05 Apr A QUIET DAY EVEN AS OIL DECLINED 2.9%
Equities were quiet with all assessing whether the six week rally is the “real thing” or just a dead cat bounce taking stocks too far too fast. The dollar halted a five day slide while Treasuries were little changed.
Crude was quiet until late day selloff sent oil down about 2.9%, a selloff predicated upon the prevailing narrative that Saudi Arabia will not freeze production unless Iran also freezes output. Approximately 70% of global production is meeting in two weeks to discuss such actions.
The financial chaos of the oil producing countries is now becoming extremely pronounced. Will the supply disruptions in Iraq and Nigeria—the result of geopolitical turmoil—become more pronounced because of this fiscal chaos? Historically economic unrest ferments civil unrest, an environment that could be amplified given the 1200 year animosity between the two major Islamic sects.
There was little reaction to the data or to Fed statements regarding potential changes in monetary policy.

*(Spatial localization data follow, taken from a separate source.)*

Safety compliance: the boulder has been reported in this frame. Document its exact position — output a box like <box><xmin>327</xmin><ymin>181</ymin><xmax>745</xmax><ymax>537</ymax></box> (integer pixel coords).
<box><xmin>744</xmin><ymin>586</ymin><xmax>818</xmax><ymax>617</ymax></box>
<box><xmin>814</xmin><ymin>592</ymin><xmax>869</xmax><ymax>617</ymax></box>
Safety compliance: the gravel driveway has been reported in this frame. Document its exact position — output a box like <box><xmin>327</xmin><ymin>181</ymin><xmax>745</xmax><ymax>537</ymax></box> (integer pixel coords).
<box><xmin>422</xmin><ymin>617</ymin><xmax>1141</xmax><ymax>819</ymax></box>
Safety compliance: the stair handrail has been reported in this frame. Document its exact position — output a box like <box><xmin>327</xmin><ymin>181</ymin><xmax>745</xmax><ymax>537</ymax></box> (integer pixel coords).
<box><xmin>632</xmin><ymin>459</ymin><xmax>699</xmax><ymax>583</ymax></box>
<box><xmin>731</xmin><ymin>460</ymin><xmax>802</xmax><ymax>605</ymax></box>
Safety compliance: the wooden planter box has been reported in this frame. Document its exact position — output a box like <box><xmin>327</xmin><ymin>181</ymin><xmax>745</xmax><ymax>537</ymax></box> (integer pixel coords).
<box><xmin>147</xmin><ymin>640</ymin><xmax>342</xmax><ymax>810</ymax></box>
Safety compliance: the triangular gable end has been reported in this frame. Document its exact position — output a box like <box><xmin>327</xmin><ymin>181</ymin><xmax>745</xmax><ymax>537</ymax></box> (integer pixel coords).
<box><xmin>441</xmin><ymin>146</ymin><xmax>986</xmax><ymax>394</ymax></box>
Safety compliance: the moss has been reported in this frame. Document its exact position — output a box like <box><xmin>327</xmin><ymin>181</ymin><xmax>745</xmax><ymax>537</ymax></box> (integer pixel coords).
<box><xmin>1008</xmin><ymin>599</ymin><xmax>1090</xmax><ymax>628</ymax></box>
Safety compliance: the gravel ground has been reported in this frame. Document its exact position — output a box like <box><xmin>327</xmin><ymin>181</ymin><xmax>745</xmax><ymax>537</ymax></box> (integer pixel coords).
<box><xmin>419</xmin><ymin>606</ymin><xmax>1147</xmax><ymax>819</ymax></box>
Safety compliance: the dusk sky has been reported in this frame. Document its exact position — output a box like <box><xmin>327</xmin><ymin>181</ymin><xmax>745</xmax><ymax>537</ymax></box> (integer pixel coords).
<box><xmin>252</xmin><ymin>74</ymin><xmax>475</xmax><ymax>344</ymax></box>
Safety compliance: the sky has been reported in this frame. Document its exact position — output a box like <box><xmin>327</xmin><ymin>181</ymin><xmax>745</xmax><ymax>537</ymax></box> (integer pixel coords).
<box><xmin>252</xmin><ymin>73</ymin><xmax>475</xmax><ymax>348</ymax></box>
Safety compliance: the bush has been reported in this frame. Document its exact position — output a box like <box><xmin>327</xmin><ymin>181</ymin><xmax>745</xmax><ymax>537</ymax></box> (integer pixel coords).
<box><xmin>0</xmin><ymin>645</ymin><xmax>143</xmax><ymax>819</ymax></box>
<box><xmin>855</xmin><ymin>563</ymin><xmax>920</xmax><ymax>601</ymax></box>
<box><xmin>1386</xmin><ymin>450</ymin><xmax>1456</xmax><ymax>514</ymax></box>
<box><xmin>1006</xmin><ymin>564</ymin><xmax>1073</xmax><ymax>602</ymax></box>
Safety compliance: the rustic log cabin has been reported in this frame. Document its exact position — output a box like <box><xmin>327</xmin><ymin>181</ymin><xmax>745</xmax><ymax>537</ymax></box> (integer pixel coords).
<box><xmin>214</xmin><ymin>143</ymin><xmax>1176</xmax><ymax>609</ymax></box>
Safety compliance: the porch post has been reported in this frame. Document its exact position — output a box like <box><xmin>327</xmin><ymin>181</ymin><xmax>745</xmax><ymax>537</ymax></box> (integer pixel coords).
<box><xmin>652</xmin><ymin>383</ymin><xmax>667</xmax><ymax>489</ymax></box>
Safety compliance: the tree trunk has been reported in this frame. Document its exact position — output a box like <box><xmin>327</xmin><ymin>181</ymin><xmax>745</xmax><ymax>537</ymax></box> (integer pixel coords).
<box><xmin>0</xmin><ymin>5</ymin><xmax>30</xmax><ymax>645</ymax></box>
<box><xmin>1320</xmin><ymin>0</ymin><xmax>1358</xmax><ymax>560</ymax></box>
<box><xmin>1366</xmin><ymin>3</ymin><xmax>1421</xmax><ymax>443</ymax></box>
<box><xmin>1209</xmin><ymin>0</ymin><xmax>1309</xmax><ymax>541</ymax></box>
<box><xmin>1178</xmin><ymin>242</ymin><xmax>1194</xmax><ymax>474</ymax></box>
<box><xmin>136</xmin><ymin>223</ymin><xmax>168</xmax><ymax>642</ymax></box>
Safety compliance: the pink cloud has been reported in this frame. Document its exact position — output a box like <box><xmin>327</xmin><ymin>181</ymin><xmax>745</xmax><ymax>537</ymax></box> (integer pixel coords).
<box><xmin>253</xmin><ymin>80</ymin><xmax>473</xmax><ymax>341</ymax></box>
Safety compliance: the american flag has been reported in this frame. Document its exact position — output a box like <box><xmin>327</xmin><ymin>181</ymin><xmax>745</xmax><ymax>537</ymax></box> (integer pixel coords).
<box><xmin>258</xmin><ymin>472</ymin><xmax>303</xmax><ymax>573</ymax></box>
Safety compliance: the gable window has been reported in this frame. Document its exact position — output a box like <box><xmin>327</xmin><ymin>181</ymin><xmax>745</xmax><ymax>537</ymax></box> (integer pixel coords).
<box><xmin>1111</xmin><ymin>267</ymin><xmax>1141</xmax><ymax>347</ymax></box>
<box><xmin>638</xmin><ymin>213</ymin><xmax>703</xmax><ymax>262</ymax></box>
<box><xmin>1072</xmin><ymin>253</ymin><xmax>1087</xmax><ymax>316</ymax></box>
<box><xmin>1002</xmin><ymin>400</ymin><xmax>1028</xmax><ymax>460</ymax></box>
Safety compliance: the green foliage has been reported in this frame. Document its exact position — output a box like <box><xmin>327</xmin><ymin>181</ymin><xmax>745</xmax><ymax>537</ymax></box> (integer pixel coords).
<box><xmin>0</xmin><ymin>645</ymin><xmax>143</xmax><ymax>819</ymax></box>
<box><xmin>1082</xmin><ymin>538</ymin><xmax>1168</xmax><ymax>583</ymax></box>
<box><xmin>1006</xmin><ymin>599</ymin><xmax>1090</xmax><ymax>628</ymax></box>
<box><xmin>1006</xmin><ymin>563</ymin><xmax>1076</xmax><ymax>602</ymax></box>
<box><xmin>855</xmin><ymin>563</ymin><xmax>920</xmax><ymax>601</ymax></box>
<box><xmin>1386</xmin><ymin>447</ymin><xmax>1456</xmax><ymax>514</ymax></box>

Next Monday is the commencement of first quarter earnings season. To write the obvious, the interpretation of the results will offer considerable input in determining whether the current advance was a dead cat bounce or bona fide advance and transition into the value orientated issues.
What will happen today? The ISM Non Manufacturing Index as well as the trade gap is released.
Last night the foreign markets were down. London was down 1.38%, Paris down 2.12% and Frankfurt down 2.30%. China was up 2.61%, Japan down 2.42%and Hang Sang down 1.57%.
The Dow should open moderately lower even as oil is flat, perhaps the result of Europe’s declines. As stated above, earning season is now becoming the focus. At this juncture analysts are expecting about a 9% decline but considerable emphasis will be placed on profit margins and revenue growth. I think profits will decline but not by the magnitude as suggested as the bar is set too low. All will scrutinize forward looking statements and the potential veracity of such.
The 10-year is up 9/32 to yield 1.74%.